Neurobiology of Disease (Jul 2015)
Inactivation of adenosine A2A receptors reverses working memory deficits at early stages of Huntington's disease models
Abstract
Cognitive impairments in Huntington's disease (HD) are attributed to a dysfunction of the cortico-striatal pathway and significantly affect the quality of life of the patients, but this has not been a therapeutic focus in HD to date. We postulated that adenosine A2A receptors (A2AR), located at pre- and post-synaptic elements of the cortico-striatal pathways, modulate striatal neurotransmission and synaptic plasticity and cognitive behaviors. To critically evaluate the ability of A2AR inactivation to prevent cognitive deficits in early HD, we cross-bred A2AR knockout (KO) mice with two R6/2 transgenic lines of HD (CAG120 and CAG240) to generate two double transgenic R6/2–CAG120–A2AR KO and R6/2–CAG240–A2AR KO mice and their corresponding wild-type (WT) littermates. Genetic inactivation of A2AR prevented working memory deficits induced by R6/2–CAG120 at post-natal week 6 and by R6/2–CAG240 at post-natal month 2 and post-natal month 3, without modifying motor deficits.

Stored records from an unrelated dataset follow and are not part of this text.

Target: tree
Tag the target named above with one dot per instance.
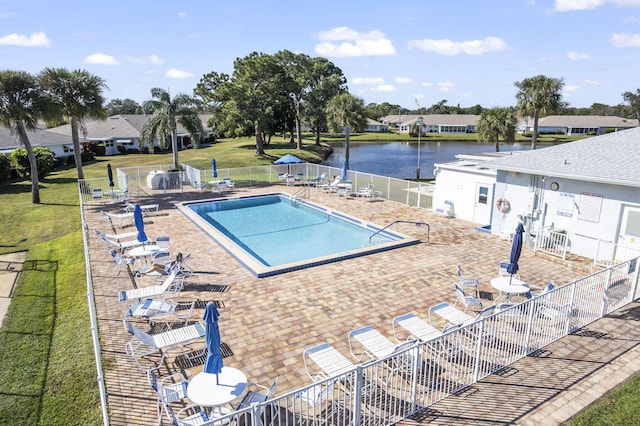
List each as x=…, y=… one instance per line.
x=167, y=113
x=633, y=99
x=22, y=104
x=78, y=96
x=539, y=95
x=495, y=123
x=346, y=111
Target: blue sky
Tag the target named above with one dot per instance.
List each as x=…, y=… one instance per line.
x=407, y=52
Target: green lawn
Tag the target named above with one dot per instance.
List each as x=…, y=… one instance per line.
x=47, y=367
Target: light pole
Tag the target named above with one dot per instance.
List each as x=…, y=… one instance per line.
x=419, y=123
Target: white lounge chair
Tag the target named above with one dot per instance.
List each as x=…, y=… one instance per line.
x=143, y=343
x=171, y=286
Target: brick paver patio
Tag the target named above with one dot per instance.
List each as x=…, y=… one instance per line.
x=268, y=322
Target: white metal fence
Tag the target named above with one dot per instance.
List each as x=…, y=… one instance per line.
x=381, y=393
x=148, y=180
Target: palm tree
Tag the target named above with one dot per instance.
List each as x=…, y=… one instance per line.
x=167, y=113
x=78, y=95
x=346, y=111
x=495, y=123
x=22, y=104
x=539, y=95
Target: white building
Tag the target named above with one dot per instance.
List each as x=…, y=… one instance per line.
x=588, y=190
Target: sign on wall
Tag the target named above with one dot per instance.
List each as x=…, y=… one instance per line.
x=589, y=207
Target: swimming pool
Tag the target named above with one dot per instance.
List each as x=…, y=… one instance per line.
x=273, y=234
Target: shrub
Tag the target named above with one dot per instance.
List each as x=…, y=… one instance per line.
x=44, y=161
x=5, y=167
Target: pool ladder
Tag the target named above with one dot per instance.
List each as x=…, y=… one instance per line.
x=418, y=224
x=301, y=193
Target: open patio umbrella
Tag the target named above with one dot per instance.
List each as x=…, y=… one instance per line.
x=288, y=159
x=139, y=222
x=213, y=364
x=110, y=174
x=516, y=249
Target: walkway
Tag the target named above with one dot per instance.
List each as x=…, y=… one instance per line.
x=267, y=323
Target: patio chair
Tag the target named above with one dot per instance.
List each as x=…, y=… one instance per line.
x=121, y=261
x=169, y=389
x=468, y=281
x=467, y=300
x=252, y=397
x=366, y=191
x=171, y=286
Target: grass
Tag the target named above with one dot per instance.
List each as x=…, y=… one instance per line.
x=47, y=367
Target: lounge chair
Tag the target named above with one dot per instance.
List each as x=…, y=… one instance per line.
x=143, y=343
x=171, y=286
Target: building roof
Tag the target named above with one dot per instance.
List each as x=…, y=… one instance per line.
x=36, y=138
x=586, y=121
x=611, y=158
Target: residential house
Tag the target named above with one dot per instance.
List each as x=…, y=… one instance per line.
x=587, y=190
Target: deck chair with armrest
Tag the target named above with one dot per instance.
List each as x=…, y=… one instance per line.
x=143, y=344
x=171, y=286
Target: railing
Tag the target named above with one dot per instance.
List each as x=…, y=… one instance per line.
x=553, y=242
x=378, y=393
x=418, y=224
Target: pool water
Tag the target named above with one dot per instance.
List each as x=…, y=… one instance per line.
x=273, y=234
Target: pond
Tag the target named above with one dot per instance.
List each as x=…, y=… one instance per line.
x=400, y=159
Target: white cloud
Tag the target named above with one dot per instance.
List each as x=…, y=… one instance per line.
x=468, y=47
x=568, y=5
x=445, y=86
x=101, y=59
x=384, y=88
x=367, y=80
x=353, y=43
x=575, y=56
x=178, y=74
x=625, y=40
x=34, y=40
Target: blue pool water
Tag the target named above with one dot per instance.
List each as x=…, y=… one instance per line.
x=272, y=234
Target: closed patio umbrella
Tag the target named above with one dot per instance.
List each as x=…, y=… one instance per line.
x=213, y=364
x=110, y=174
x=139, y=222
x=516, y=249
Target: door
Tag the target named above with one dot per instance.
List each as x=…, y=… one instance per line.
x=482, y=209
x=629, y=239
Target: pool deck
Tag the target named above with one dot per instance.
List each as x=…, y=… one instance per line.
x=266, y=323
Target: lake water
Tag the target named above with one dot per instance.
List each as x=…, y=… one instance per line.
x=400, y=159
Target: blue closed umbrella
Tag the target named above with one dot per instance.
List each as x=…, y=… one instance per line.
x=213, y=363
x=139, y=222
x=110, y=174
x=516, y=249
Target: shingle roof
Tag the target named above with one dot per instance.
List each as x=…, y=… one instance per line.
x=611, y=158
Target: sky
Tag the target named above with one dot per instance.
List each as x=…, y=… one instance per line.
x=413, y=53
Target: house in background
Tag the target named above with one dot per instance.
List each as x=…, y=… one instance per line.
x=581, y=125
x=587, y=192
x=376, y=126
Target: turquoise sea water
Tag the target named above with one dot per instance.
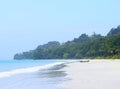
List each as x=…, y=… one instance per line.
x=28, y=74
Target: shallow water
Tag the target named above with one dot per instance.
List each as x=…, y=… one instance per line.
x=28, y=75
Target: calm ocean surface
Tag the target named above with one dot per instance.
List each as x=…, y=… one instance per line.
x=30, y=74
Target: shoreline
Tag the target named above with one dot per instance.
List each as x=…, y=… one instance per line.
x=95, y=74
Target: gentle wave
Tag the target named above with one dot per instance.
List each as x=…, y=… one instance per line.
x=26, y=70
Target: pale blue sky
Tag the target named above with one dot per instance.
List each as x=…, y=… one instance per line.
x=25, y=24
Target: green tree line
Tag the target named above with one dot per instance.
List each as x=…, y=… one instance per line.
x=95, y=46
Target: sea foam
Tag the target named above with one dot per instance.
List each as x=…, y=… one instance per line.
x=26, y=70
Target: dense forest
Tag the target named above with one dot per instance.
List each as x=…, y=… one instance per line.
x=95, y=46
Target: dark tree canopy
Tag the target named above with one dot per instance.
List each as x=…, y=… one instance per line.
x=95, y=46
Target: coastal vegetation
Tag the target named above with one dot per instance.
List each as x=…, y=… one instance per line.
x=95, y=46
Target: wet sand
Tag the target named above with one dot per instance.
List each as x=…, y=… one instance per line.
x=95, y=74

Similarly the A2AR antagonist KW6002 selectively reverted working memory deficits in R6/2–CAG240 mice at post-natal month 3. The search for possible mechanisms indicated that the genetic inactivation of A2AR did not affect ubiquitin-positive neuronal inclusions, astrogliosis or Thr-75 phosphorylation of DARPP-32 in the striatum. Importantly, A2AR blockade preferentially controlled long-term depression at cortico-striatal synapses in R6/2–CAG240 at post-natal week 6. The reported reversal of working memory deficits in R6/2 mice by the genetic and pharmacological inactivation of A2AR provides a proof-of-principle for A2AR as novel targets to reverse cognitive deficits in HD, likely by controlling LTD deregulation.